Dans une vidéo, l'association explique que 600 000 travailleurs sont actifs dans le secteur de la construction, et que ce chiffre augmentera à l'avenir. Beaucoup de jeunes pourraient être employés dans ce secteur s'ils étaient correctement formés.

Aujourd'hui, nous voyons des travailleurs manuels qualifiés importés de Chine et d'Inde, qui doivent souvent séjourner pendant des mois dans des camps de conteneurs dans des conditions difficiles. Ils travaillent avec des jeunes assistants Congolais qui, de cette façon, bénéficient en fait d'une formation informelle sur les chantiers et peuvent ainsi se perfectionner pour devenir de bons artisans, mais sans diplôme et donc sans reconnaissance.

La Chambre de commerce et d'industrie du secteur de la construction devrait assurer une formation technique formelle de qualité au Congo (3 ans) et délivrer des certificats, afin de pouvoir assurer au secteur de la construction en expansion une main-d'œuvre bien formée et de contribuer ainsi de manière importante à l'emploi de la partie inférieure de la pyramide démographique congolaise de plus en plus large. Un ministère spécifique de l'enseignement technique devrait être mandaté à cette fin, estime le Club BTP-CMA.

Aucune occasion n'est manquée pour présenter ces propositions aux décideurs politiques actuels à différents niveaux. Nous sommes entendus et la volonté de faire des efforts d'amélioration nous est confirmée, même si les problèmes systémiques seront difficiles à résoudre sous une seule législature. Le gouvernement actuel fait preuve d'une volonté claire de changement et nos attentes à son égard sont donc très élevées.

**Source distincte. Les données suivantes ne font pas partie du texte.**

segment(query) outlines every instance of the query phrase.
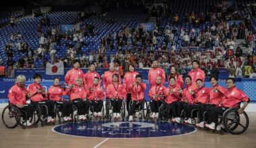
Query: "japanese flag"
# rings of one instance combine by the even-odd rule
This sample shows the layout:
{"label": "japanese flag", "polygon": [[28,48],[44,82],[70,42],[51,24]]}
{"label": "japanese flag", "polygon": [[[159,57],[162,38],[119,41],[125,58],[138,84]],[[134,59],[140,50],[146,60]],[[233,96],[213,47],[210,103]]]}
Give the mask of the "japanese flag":
{"label": "japanese flag", "polygon": [[46,74],[49,75],[64,75],[64,63],[59,62],[54,65],[47,63]]}

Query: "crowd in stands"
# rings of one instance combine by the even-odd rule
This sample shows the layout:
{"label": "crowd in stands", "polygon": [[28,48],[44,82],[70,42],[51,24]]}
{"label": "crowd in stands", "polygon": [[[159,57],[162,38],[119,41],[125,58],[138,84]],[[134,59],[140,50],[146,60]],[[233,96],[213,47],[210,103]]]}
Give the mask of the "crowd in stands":
{"label": "crowd in stands", "polygon": [[[156,12],[156,9],[149,10],[152,11],[150,13],[156,15],[163,8],[158,7]],[[185,69],[191,68],[191,61],[199,60],[206,76],[218,74],[218,67],[226,67],[230,77],[253,77],[256,73],[253,52],[255,45],[250,16],[238,24],[228,24],[229,20],[243,19],[244,16],[234,13],[236,11],[216,4],[198,15],[193,11],[185,13],[182,19],[174,15],[172,21],[164,27],[159,25],[163,20],[158,19],[152,31],[146,31],[141,26],[136,28],[123,26],[117,32],[101,38],[98,49],[91,50],[89,54],[82,48],[88,46],[84,42],[85,36],[98,34],[93,24],[84,25],[80,31],[68,32],[63,39],[59,29],[51,26],[50,20],[46,17],[40,22],[35,30],[40,44],[36,50],[24,42],[22,34],[19,32],[11,36],[4,49],[8,59],[8,75],[11,75],[13,65],[18,68],[34,68],[36,67],[35,63],[42,63],[40,67],[45,67],[48,62],[53,64],[61,61],[65,67],[71,67],[72,61],[79,59],[84,68],[88,67],[92,63],[96,68],[107,68],[109,63],[115,63],[117,67],[122,66],[125,71],[128,71],[129,65],[136,68],[151,67],[152,61],[157,59],[166,71],[175,65],[181,74],[185,73]],[[115,18],[105,21],[109,24],[119,23]],[[46,31],[42,32],[42,29]],[[245,42],[236,44],[240,39]],[[14,40],[20,42],[13,44]],[[61,40],[67,42],[67,52],[64,58],[55,54],[57,52],[55,46],[61,46]],[[18,63],[12,61],[14,46],[19,52],[25,54]],[[106,54],[108,51],[114,52],[109,54]],[[50,59],[45,59],[46,54],[50,55]]]}

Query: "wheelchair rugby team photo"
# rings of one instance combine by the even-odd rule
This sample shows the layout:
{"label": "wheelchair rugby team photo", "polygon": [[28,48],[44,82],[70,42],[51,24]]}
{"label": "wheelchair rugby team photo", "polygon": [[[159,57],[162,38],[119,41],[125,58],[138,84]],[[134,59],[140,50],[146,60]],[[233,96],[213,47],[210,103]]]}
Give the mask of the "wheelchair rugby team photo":
{"label": "wheelchair rugby team photo", "polygon": [[256,1],[15,3],[0,147],[256,147]]}

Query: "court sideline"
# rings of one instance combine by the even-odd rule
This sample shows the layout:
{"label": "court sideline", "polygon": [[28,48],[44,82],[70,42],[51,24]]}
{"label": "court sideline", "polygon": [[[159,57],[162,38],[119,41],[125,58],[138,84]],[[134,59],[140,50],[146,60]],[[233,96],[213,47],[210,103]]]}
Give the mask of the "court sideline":
{"label": "court sideline", "polygon": [[[0,110],[0,114],[3,109]],[[8,129],[0,122],[0,147],[255,147],[256,115],[248,112],[250,124],[245,133],[232,135],[197,130],[186,135],[158,138],[106,139],[79,137],[53,133],[53,126],[24,130]]]}

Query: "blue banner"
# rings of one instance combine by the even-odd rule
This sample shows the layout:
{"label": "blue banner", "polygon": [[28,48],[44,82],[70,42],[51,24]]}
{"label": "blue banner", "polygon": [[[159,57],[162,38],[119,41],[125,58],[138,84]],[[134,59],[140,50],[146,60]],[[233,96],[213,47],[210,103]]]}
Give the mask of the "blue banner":
{"label": "blue banner", "polygon": [[141,23],[140,26],[142,27],[143,31],[153,31],[154,30],[154,23]]}
{"label": "blue banner", "polygon": [[[15,79],[13,78],[0,78],[0,83],[4,84],[4,85],[0,85],[0,100],[1,99],[7,99],[8,96],[8,91],[9,89],[15,84]],[[255,95],[253,91],[250,89],[250,88],[247,88],[248,84],[246,84],[247,81],[248,82],[252,82],[253,83],[251,84],[253,86],[255,85],[255,79],[254,81],[247,81],[245,80],[243,81],[237,81],[236,83],[236,87],[241,89],[245,91],[245,92],[249,96],[251,100],[256,101],[256,98],[255,98]],[[143,80],[143,83],[145,83],[147,85],[147,89],[145,91],[145,98],[147,100],[150,100],[150,98],[148,96],[148,93],[150,90],[150,83],[148,83],[148,80]],[[27,81],[26,82],[26,85],[28,86],[29,84],[34,83],[33,79],[27,79]],[[60,82],[61,84],[64,83],[64,81],[61,80]],[[41,85],[44,87],[46,90],[47,90],[51,86],[53,85],[53,79],[43,79],[41,83]],[[219,81],[219,85],[226,87],[226,81]],[[164,85],[166,87],[168,86],[167,82],[165,83]],[[212,87],[211,84],[209,81],[205,81],[205,87]],[[252,88],[254,89],[255,88]],[[64,96],[65,99],[68,99],[68,96]]]}
{"label": "blue banner", "polygon": [[74,25],[61,25],[61,32],[67,33],[68,31],[72,31],[75,29]]}
{"label": "blue banner", "polygon": [[[64,69],[64,73],[67,73],[67,72],[71,69]],[[84,73],[87,73],[88,71],[88,69],[81,69]],[[225,68],[219,68],[219,79],[226,79],[228,77],[228,72],[226,71]],[[143,79],[148,79],[148,69],[136,69],[135,71],[139,73],[139,74],[142,76]],[[183,75],[185,77],[191,69],[185,69],[186,73]],[[108,69],[96,69],[96,71],[98,73],[100,77],[102,77],[104,73],[106,71],[108,71]],[[166,69],[166,81],[167,76],[170,74],[170,69]],[[27,79],[32,79],[34,73],[39,73],[42,75],[42,79],[53,79],[55,77],[59,77],[61,79],[64,81],[64,77],[65,75],[49,75],[45,74],[45,69],[15,69],[14,72],[15,77],[17,77],[19,75],[24,75]]]}

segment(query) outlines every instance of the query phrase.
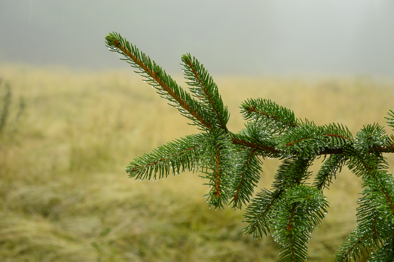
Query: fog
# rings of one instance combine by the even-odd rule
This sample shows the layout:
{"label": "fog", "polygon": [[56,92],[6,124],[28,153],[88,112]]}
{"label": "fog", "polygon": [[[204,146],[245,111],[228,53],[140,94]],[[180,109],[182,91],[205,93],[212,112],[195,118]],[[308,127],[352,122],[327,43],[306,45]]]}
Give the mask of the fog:
{"label": "fog", "polygon": [[186,53],[211,74],[394,72],[394,1],[378,0],[0,0],[0,63],[127,67],[112,31],[170,73]]}

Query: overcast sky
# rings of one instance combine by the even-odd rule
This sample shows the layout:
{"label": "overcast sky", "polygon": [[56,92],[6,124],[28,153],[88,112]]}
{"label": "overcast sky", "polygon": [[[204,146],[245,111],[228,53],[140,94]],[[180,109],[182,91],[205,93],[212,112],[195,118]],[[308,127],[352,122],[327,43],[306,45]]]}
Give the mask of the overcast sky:
{"label": "overcast sky", "polygon": [[394,74],[390,0],[0,0],[0,63],[126,67],[112,31],[170,73]]}

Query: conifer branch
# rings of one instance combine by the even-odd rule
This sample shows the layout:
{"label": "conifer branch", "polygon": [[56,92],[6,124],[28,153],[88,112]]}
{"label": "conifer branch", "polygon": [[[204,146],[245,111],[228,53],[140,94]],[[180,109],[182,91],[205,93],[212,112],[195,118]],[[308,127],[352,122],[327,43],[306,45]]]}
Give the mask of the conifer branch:
{"label": "conifer branch", "polygon": [[192,88],[190,90],[194,96],[199,99],[210,114],[210,118],[218,122],[218,128],[228,131],[226,124],[229,121],[229,114],[227,107],[223,105],[222,97],[219,95],[218,87],[213,82],[202,65],[190,54],[184,55],[182,60],[186,70],[185,75],[188,84]]}
{"label": "conifer branch", "polygon": [[151,61],[142,52],[140,53],[136,47],[130,45],[128,41],[125,40],[117,33],[111,33],[105,39],[107,46],[111,51],[117,52],[125,56],[126,59],[131,66],[141,69],[139,73],[147,75],[146,78],[152,84],[152,87],[158,90],[158,93],[164,96],[171,102],[176,103],[176,107],[180,106],[188,113],[182,109],[179,111],[188,118],[192,120],[195,125],[202,128],[211,129],[211,124],[204,115],[204,111],[198,102],[192,99],[189,94],[178,87],[172,79],[163,71],[162,68]]}
{"label": "conifer branch", "polygon": [[[358,227],[335,258],[348,261],[360,255],[366,257],[372,250],[376,252],[371,262],[394,260],[394,179],[387,172],[383,155],[394,153],[394,136],[386,135],[382,127],[364,126],[353,137],[342,125],[318,126],[306,119],[303,122],[290,109],[257,98],[242,103],[241,113],[248,121],[234,133],[227,127],[229,114],[218,87],[195,57],[190,54],[182,57],[191,96],[117,33],[110,33],[106,41],[111,51],[124,56],[169,104],[174,104],[203,131],[134,159],[126,167],[131,177],[160,179],[170,173],[199,169],[202,178],[208,180],[205,184],[210,189],[205,196],[208,207],[221,209],[230,199],[234,209],[247,206],[245,233],[253,234],[254,238],[271,234],[281,246],[280,261],[290,262],[306,259],[308,235],[327,213],[328,202],[323,191],[347,165],[362,178],[365,189],[358,201]],[[388,115],[387,123],[394,128],[394,112]],[[321,155],[324,163],[313,186],[307,186],[309,167]],[[279,158],[282,164],[271,189],[262,189],[251,200],[263,171],[258,157]]]}
{"label": "conifer branch", "polygon": [[253,193],[254,189],[260,179],[260,172],[263,172],[260,161],[256,156],[256,149],[240,151],[237,159],[241,164],[236,164],[236,176],[232,186],[232,207],[241,209],[242,203],[247,204]]}
{"label": "conifer branch", "polygon": [[170,172],[173,174],[194,171],[199,162],[205,146],[205,138],[199,134],[186,136],[154,149],[133,160],[126,167],[130,177],[135,180],[150,180],[153,175],[156,180],[166,178]]}

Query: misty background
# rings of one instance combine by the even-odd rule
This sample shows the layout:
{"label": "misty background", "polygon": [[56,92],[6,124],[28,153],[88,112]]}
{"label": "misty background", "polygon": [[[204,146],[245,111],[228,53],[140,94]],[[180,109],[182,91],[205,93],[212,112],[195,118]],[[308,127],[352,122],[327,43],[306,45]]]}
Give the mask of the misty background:
{"label": "misty background", "polygon": [[190,53],[211,74],[394,72],[394,1],[0,0],[0,63],[127,67],[116,31],[167,72]]}

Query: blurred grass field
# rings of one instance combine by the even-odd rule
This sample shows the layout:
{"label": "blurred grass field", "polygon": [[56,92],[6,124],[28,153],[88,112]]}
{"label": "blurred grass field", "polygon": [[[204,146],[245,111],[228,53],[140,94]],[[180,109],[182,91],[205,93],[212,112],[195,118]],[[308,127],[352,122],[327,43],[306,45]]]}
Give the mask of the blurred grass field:
{"label": "blurred grass field", "polygon": [[[262,97],[318,125],[342,123],[353,135],[374,122],[393,133],[384,117],[394,110],[393,82],[213,76],[233,132],[243,127],[241,102]],[[26,104],[16,131],[6,127],[0,138],[0,261],[278,260],[272,237],[243,235],[243,210],[208,209],[198,174],[128,178],[124,168],[133,158],[197,132],[131,69],[0,65],[0,77],[12,88],[9,121],[18,98]],[[394,157],[386,157],[393,173]],[[260,188],[270,188],[278,163],[265,160]],[[324,192],[330,207],[311,235],[309,261],[334,261],[356,225],[361,180],[345,168],[337,177]]]}

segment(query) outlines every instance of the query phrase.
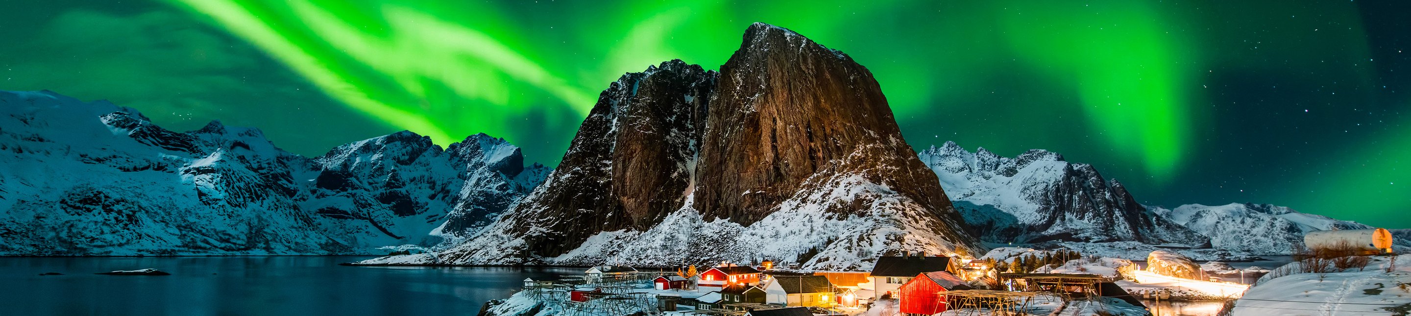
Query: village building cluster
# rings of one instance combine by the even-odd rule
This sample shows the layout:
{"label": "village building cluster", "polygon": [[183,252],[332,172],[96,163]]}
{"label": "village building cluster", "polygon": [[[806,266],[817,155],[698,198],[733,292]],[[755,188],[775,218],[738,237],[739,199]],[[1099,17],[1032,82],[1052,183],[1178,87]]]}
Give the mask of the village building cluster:
{"label": "village building cluster", "polygon": [[[1333,244],[1355,250],[1357,254],[1388,253],[1386,244],[1390,237],[1386,237],[1384,231],[1309,236],[1307,243],[1309,248],[1328,248]],[[646,310],[711,316],[858,315],[879,300],[895,305],[897,310],[892,313],[920,316],[954,309],[1026,313],[1033,312],[1034,305],[1060,306],[1061,310],[1070,306],[1070,302],[1098,300],[1125,303],[1141,310],[1146,306],[1137,295],[1156,298],[1149,289],[1127,292],[1125,285],[1118,282],[1130,285],[1175,279],[1182,286],[1219,288],[1222,295],[1223,292],[1237,295],[1247,288],[1232,282],[1205,281],[1201,265],[1165,250],[1153,251],[1146,269],[1141,271],[1134,271],[1136,265],[1126,262],[1122,267],[1112,267],[1110,274],[1088,274],[1084,272],[1088,271],[1085,268],[1078,268],[1079,272],[1030,272],[1027,265],[1034,262],[1060,267],[1064,262],[1101,261],[1095,257],[1085,261],[1081,254],[1072,251],[1053,254],[1055,255],[1015,257],[1006,264],[993,258],[981,261],[957,255],[902,253],[879,257],[873,269],[866,272],[777,269],[772,261],[749,265],[724,261],[713,267],[690,265],[674,271],[638,271],[631,267],[601,265],[588,268],[584,275],[576,278],[525,279],[525,289],[533,291],[531,293],[538,295],[542,302],[563,300],[560,308],[567,316],[634,315]],[[1050,262],[1053,260],[1058,262]],[[1053,303],[1055,300],[1060,303]]]}

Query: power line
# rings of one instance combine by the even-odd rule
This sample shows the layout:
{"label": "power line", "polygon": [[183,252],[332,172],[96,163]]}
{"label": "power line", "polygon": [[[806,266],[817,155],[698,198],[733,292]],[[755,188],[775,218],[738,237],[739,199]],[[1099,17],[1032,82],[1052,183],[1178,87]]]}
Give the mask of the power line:
{"label": "power line", "polygon": [[1287,303],[1340,303],[1340,305],[1377,305],[1377,306],[1401,306],[1404,303],[1343,303],[1343,302],[1307,302],[1307,300],[1278,300],[1278,299],[1247,299],[1247,300],[1264,300],[1264,302],[1287,302]]}
{"label": "power line", "polygon": [[1353,313],[1393,313],[1393,312],[1381,312],[1381,310],[1325,310],[1325,309],[1290,309],[1290,308],[1237,306],[1237,305],[1235,308],[1247,308],[1247,309],[1287,309],[1287,310],[1319,310],[1319,312],[1353,312]]}

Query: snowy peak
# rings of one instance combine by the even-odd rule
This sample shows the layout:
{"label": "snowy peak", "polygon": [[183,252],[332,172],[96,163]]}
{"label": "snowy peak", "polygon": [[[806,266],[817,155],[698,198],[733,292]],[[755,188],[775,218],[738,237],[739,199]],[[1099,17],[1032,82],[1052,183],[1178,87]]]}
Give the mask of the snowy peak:
{"label": "snowy peak", "polygon": [[467,168],[485,168],[507,176],[519,175],[525,169],[525,158],[519,147],[484,133],[450,144],[446,147],[446,152],[466,164]]}
{"label": "snowy peak", "polygon": [[1295,244],[1304,243],[1304,234],[1309,231],[1371,229],[1274,205],[1182,205],[1173,210],[1154,207],[1153,212],[1209,237],[1216,248],[1257,255],[1288,254]]}
{"label": "snowy peak", "polygon": [[[378,254],[440,240],[467,210],[495,216],[546,174],[488,135],[452,159],[409,131],[316,159],[257,128],[176,133],[137,110],[0,92],[0,255]],[[471,166],[471,161],[478,165]],[[495,168],[485,171],[484,162]],[[499,171],[516,171],[501,174]],[[483,221],[473,221],[474,230]],[[464,223],[463,223],[464,226]],[[3,233],[18,231],[18,233]]]}
{"label": "snowy peak", "polygon": [[1067,162],[1057,152],[1030,150],[1003,158],[948,142],[919,155],[974,227],[971,233],[986,241],[1205,243],[1149,212],[1092,165]]}

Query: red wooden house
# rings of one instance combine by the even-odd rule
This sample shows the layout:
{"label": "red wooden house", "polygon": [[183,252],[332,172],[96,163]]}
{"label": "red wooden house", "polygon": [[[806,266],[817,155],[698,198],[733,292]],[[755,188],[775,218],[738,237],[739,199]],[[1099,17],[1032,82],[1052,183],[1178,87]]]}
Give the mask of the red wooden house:
{"label": "red wooden house", "polygon": [[945,271],[923,272],[902,285],[900,303],[904,315],[935,315],[945,312],[945,295],[952,289],[971,289],[964,279]]}
{"label": "red wooden house", "polygon": [[759,269],[744,265],[711,267],[697,275],[697,286],[759,285]]}
{"label": "red wooden house", "polygon": [[689,288],[689,279],[672,275],[672,276],[656,276],[652,279],[652,288],[656,289],[684,289]]}
{"label": "red wooden house", "polygon": [[573,302],[588,302],[590,293],[602,293],[602,288],[576,288],[569,291],[569,300]]}

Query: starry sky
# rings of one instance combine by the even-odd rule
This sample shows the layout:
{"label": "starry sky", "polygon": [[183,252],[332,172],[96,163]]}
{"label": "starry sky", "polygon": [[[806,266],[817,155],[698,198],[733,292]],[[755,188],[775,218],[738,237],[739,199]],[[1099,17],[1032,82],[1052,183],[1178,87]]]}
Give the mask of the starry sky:
{"label": "starry sky", "polygon": [[[1274,203],[1411,229],[1407,1],[20,1],[0,89],[258,127],[319,155],[411,130],[556,165],[597,93],[751,23],[848,52],[912,145],[1030,148],[1154,206]],[[1404,75],[1407,73],[1407,75]]]}

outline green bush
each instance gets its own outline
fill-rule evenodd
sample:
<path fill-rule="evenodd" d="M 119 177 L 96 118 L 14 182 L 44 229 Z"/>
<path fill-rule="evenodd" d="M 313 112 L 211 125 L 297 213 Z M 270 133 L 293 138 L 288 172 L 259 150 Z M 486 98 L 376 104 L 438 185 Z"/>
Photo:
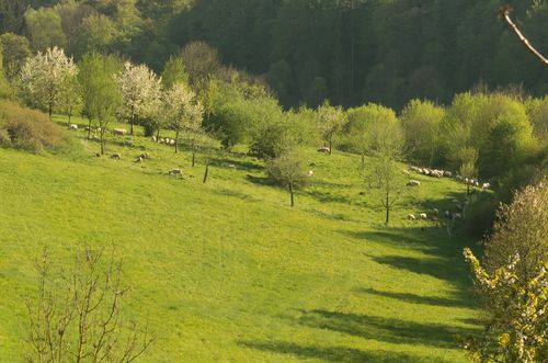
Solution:
<path fill-rule="evenodd" d="M 0 102 L 0 145 L 41 151 L 61 144 L 60 127 L 42 112 L 14 102 Z"/>

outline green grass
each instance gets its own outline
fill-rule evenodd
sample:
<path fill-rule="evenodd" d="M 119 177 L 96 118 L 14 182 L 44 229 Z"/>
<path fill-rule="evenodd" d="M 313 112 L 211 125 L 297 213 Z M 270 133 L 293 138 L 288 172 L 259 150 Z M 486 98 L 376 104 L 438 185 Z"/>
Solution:
<path fill-rule="evenodd" d="M 461 185 L 416 177 L 385 227 L 357 156 L 308 150 L 315 182 L 292 209 L 256 159 L 227 155 L 204 185 L 187 151 L 111 138 L 116 161 L 67 134 L 62 152 L 0 149 L 0 362 L 22 361 L 43 246 L 66 264 L 84 242 L 123 257 L 126 309 L 158 336 L 144 362 L 464 360 L 455 336 L 478 329 L 461 258 L 472 241 L 406 219 L 463 198 Z M 152 159 L 133 162 L 144 150 Z M 179 166 L 183 178 L 167 175 Z"/>

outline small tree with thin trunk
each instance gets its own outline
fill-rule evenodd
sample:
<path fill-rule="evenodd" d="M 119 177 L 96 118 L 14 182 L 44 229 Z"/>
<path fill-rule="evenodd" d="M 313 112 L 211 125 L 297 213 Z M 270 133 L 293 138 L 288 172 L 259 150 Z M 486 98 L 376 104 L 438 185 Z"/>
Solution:
<path fill-rule="evenodd" d="M 59 102 L 59 94 L 66 87 L 66 79 L 76 77 L 78 68 L 72 58 L 57 47 L 38 52 L 26 59 L 21 69 L 21 84 L 27 101 L 47 111 L 49 118 Z"/>
<path fill-rule="evenodd" d="M 329 154 L 333 150 L 333 137 L 341 131 L 346 116 L 341 107 L 323 103 L 317 110 L 317 123 L 324 146 L 329 145 Z"/>
<path fill-rule="evenodd" d="M 269 162 L 266 172 L 279 185 L 287 188 L 292 207 L 295 206 L 295 190 L 310 182 L 302 157 L 295 150 L 284 151 L 279 157 Z"/>
<path fill-rule="evenodd" d="M 70 125 L 72 115 L 82 110 L 82 92 L 76 75 L 67 75 L 59 93 L 59 111 L 67 115 Z"/>
<path fill-rule="evenodd" d="M 128 292 L 114 251 L 85 248 L 70 273 L 57 271 L 44 250 L 37 264 L 38 293 L 27 302 L 28 362 L 132 362 L 155 341 L 122 305 Z"/>
<path fill-rule="evenodd" d="M 390 222 L 390 212 L 406 189 L 407 178 L 399 160 L 403 148 L 403 137 L 398 124 L 387 124 L 375 128 L 373 175 L 377 182 L 378 200 L 386 212 L 385 224 Z"/>
<path fill-rule="evenodd" d="M 184 83 L 176 82 L 163 94 L 168 125 L 175 132 L 175 152 L 179 152 L 179 136 L 189 131 L 195 134 L 202 126 L 204 109 L 196 94 Z M 193 140 L 195 138 L 193 137 Z M 192 145 L 193 166 L 195 160 L 195 141 Z"/>
<path fill-rule="evenodd" d="M 125 63 L 124 70 L 115 79 L 123 97 L 122 114 L 129 122 L 133 135 L 136 120 L 148 116 L 150 107 L 160 98 L 161 79 L 147 66 L 135 66 L 129 61 Z"/>
<path fill-rule="evenodd" d="M 122 94 L 118 90 L 114 73 L 118 63 L 113 57 L 101 56 L 96 53 L 87 54 L 80 64 L 79 80 L 82 87 L 85 114 L 90 120 L 96 120 L 100 132 L 101 155 L 104 155 L 104 135 L 116 117 L 122 104 Z"/>

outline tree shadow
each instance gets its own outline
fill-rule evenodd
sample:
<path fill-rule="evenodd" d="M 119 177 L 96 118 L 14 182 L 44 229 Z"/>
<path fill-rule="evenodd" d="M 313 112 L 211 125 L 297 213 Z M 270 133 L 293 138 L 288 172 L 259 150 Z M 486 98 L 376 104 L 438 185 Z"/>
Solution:
<path fill-rule="evenodd" d="M 315 309 L 301 311 L 299 325 L 329 329 L 364 339 L 399 344 L 457 348 L 457 337 L 470 336 L 475 329 L 439 324 L 420 324 L 393 318 Z"/>
<path fill-rule="evenodd" d="M 350 204 L 351 200 L 346 196 L 330 193 L 330 192 L 321 192 L 319 190 L 309 190 L 305 191 L 306 194 L 310 195 L 315 200 L 318 200 L 321 203 L 344 203 Z"/>
<path fill-rule="evenodd" d="M 469 308 L 476 307 L 476 304 L 473 304 L 473 302 L 470 299 L 457 299 L 457 298 L 447 298 L 438 296 L 421 296 L 409 293 L 385 292 L 375 288 L 357 288 L 356 292 L 403 300 L 410 304 L 433 305 L 442 307 L 469 307 Z"/>
<path fill-rule="evenodd" d="M 299 345 L 284 341 L 239 341 L 238 345 L 262 352 L 290 354 L 300 359 L 316 359 L 327 362 L 363 363 L 363 362 L 424 362 L 424 356 L 411 355 L 383 350 L 362 351 L 346 347 Z M 436 360 L 444 363 L 444 360 Z"/>
<path fill-rule="evenodd" d="M 225 169 L 237 169 L 246 171 L 261 171 L 264 167 L 253 161 L 235 160 L 230 158 L 215 158 L 212 160 L 212 166 Z"/>

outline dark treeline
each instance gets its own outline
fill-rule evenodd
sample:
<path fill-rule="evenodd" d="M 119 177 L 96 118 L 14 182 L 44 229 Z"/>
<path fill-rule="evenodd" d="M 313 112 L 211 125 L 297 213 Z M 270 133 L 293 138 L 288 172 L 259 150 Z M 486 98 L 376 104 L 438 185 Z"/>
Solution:
<path fill-rule="evenodd" d="M 0 0 L 0 33 L 77 58 L 116 50 L 157 71 L 204 41 L 225 64 L 264 76 L 285 106 L 448 103 L 479 82 L 546 94 L 546 69 L 495 16 L 506 3 L 548 49 L 548 3 L 536 0 Z M 56 11 L 28 10 L 41 7 Z"/>

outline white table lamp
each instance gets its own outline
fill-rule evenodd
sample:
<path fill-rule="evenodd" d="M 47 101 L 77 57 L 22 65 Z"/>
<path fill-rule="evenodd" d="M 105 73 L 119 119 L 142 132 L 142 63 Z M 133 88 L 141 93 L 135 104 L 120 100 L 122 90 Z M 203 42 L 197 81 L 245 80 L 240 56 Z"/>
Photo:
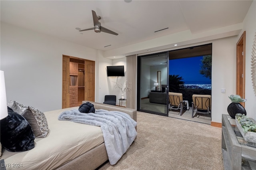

Il reste maintenant à voir comment ces propositions seront accueillies. Les réactions publiques sont souvent positives au Congo, mais lorsqu'il s'agit de prendre des décisions politiques et de libérer des budgets publics, ces mots ont souvent déjà été emportés par l’oubli, comme les bouteilles en PET balayées par les pluies excessives dans les rues abîmées de Kinshasa, obstruant les égouts et provoquant des inondations.